The Dana Professor’s interview with the Nebula and Hugo Award-winning author was a highlight of the Norwich University Military Writers’ Symposium
NORWICH RECORD | Winter 2023
If you haven’t already discovered the Murderbot Diaries by best-selling science fiction author Martha Wells, stop reading now and go track down All Systems Red, the first novella in the series. There, you’ll meet Murderbot, a moody, lethal, and ultimately winsome robot-human construct programmed as a security unit. A rogue artificially intelligent bodyguard that has hacked its governor module, Murderbot prefers to stream media rather than face its neurodivergent difficulty in dealing with human emotions. For sci-fi fans already familiar with her series, Wells’ appearance at the Norwich University Military Writers’ Symposium in October was an inspired choice for the symposium focused on the theme, “Robots Rising: Arming Artificial Intelligence.” Attendees were treated to an hour-long conversation between the award-winning author and one of the Hill’s own science fiction writers, Dana Professor of English F. Brett Cox. Excerpts of their conversation, edited for length and clarity, follow.
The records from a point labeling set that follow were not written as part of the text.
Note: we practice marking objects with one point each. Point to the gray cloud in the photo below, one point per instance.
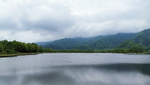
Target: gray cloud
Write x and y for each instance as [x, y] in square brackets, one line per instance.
[47, 20]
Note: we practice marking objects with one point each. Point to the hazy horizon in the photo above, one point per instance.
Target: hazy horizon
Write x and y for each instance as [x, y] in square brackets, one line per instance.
[49, 20]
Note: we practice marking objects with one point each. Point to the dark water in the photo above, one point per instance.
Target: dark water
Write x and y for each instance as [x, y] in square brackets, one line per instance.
[76, 69]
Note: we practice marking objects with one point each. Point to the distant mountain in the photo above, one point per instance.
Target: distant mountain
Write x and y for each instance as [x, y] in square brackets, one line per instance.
[127, 45]
[66, 43]
[111, 42]
[90, 40]
[143, 38]
[43, 43]
[103, 42]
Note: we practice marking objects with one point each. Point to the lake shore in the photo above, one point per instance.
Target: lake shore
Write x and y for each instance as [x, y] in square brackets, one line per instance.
[15, 55]
[21, 54]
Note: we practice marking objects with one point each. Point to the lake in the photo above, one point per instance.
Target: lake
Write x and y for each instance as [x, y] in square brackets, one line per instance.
[76, 69]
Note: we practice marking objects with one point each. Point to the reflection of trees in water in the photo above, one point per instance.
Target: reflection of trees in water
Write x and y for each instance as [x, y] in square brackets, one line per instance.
[143, 68]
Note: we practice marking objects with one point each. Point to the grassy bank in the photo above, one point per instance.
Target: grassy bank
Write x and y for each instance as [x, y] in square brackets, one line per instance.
[18, 54]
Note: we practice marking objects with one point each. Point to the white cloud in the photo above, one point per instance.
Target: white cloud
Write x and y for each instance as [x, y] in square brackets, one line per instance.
[54, 19]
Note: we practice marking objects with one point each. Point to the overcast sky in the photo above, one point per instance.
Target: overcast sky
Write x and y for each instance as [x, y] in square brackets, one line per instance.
[48, 20]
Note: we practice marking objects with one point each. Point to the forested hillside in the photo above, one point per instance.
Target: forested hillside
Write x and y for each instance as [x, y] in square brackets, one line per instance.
[143, 38]
[104, 42]
[109, 42]
[66, 43]
[11, 47]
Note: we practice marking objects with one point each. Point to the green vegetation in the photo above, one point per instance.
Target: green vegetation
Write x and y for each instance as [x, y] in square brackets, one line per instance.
[96, 43]
[119, 43]
[14, 48]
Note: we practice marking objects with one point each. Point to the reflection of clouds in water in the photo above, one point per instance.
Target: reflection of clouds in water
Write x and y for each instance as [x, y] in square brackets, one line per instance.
[54, 78]
[73, 75]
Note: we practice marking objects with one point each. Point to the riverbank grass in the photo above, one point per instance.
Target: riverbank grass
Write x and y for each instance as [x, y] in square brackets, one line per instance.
[18, 54]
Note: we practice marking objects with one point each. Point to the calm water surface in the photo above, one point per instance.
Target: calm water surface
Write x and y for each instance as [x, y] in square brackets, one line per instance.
[76, 69]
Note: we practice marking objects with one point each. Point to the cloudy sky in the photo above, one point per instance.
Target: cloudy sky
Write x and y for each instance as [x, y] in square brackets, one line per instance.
[48, 20]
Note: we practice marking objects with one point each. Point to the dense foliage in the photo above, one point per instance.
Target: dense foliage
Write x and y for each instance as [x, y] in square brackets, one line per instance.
[143, 38]
[11, 47]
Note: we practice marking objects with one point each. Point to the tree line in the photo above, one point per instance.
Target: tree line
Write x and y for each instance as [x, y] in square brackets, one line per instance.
[12, 47]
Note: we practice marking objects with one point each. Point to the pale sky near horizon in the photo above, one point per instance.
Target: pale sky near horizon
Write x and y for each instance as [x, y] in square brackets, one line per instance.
[48, 20]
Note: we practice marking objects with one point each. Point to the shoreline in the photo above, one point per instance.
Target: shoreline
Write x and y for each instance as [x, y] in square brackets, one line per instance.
[17, 54]
[23, 54]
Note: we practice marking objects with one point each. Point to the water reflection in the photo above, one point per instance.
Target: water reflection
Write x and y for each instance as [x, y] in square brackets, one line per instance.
[107, 74]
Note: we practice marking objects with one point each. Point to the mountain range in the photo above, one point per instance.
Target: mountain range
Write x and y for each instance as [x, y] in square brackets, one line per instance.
[120, 40]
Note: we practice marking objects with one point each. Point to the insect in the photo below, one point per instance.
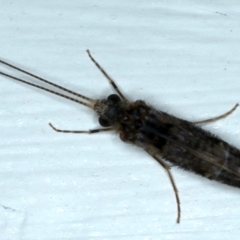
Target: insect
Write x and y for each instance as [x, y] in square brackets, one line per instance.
[165, 137]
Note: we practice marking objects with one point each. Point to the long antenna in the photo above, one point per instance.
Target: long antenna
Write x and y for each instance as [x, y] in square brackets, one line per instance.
[46, 81]
[93, 101]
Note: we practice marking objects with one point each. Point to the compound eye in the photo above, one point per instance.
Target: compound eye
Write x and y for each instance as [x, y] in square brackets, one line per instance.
[114, 98]
[104, 122]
COX: What drew you to speculating about the future of constructed beings of artificial intelligence as opposed to any other science fiction topic?
WELLS: Before this series, I wrote mostly fantasy. But when I got this idea, it was so obviously a science fiction idea and it was so obviously the idea of basically an enslaved person who is treated as a tool. Someone who ends up with the moral choice between saving people that it’s actually started to feel some emotion for or doing nothing. That really had to be a science fiction story. And an AI was the best way to tell that story. I also had recently read Ann Leckie’s Ancillary Justice trilogy and Autonomous by Annalee Newitz, which really get into the idea of not only what AI might be like, but the human perception of AI and the difference between what a real AI might be, might want, what its agenda might be, and what it might think of itself versus what a human ascertains it would want.
There were also a lot of novels coming out around that time that I felt were really putting human assumptions into AI, the assumption that every AI would immediately want vengeance for being held captive. There’s also the idea that an AI being would want to be human. Leckie deals with that in Ancillary Justice, where the AI in question starts out as a starship and ends up with these multiple perspectives and multiple different bodies, which it considers peripherals. I wanted to really think about what an AI might want for itself, that an AI would not want to be a human. Being human would be basically a comedown for a being that had that much control over itself and many multiple perspectives.
COX: What do you see as the role of the fiction writer as opposed to that of the journalist, science writer, or historian in considering these issues?
WELLS: I think it's always been to think about these possibilities that are in the future and think about them now, because what do you do with the first sentient robot? You've created a person, basically. As a writer, do you treat it like a person? Or do you treat it like a thing to get people thinking about these things as early as possible? It’s going be the people that thought about those things when they were reading these stories as college students or young professionals before going into these decision-making positions who are going to have the mechanism already built in their minds to be able to deal with this. It’s like any kind of storytelling. A few years ago, I was speaking with someone at an event about science fiction and fantasy in general. He would buy books for his cousins and nieces and nephews, and they wanted what he thought were really dark, dystopian sort of post-apocalyptic books. It was worrying him a little bit. And I said that’s how kids learn to deal with these ideas, especially people my age. When we were growing up, we were kind of bombarded with the idea that we were going to die in nuclear war, the Bermuda triangle, quicksand—whatever. You’re going to die all these ways. Stories help you deal with that. They’re cathartic in some ways. But they’re also building these mechanisms so that you can think about these things in different ways and think past them. I think that’s why we've always had fiction in our cultures, and they’ve always been very powerful.
COX: There’s the stereotype that writers come out of English programs and science fiction writers come out of, well, science programs. But you have a degree in anthropology, and you have workplace experience as a programmer. Talk a little bit about how your specific academic and workplace experience informed your approach to dealing with these issues and the stories.
WELLS: I started out as a system operator for two Lane mainframes, big mainframes designed for business uses, which I don't think they're used anywhere anymore. Later I worked on a PC network that was attached to them. I started as a backup operator and became the system operator. I did programming in COBOL, which tells you how long ago that was, and built databases. You’ll notice that in a lot the ability of Murderbot to figure things out. A lot of the stories deal with mysteries. Rogue Telemetry, in particular, is a whodunit mystery story. The solution Murderbot proposes at one point is to use a database to figure out who the murderer is. That was kind of was my model for figuring out how it might it think, because that was basically my introduction to computers. Trying to work on the logic of things, and also trying to get to people to stop putting stupid things in the database and breaking it. In my experience, you can't create a [database] form that someone else can’t mess up—no matter what you do.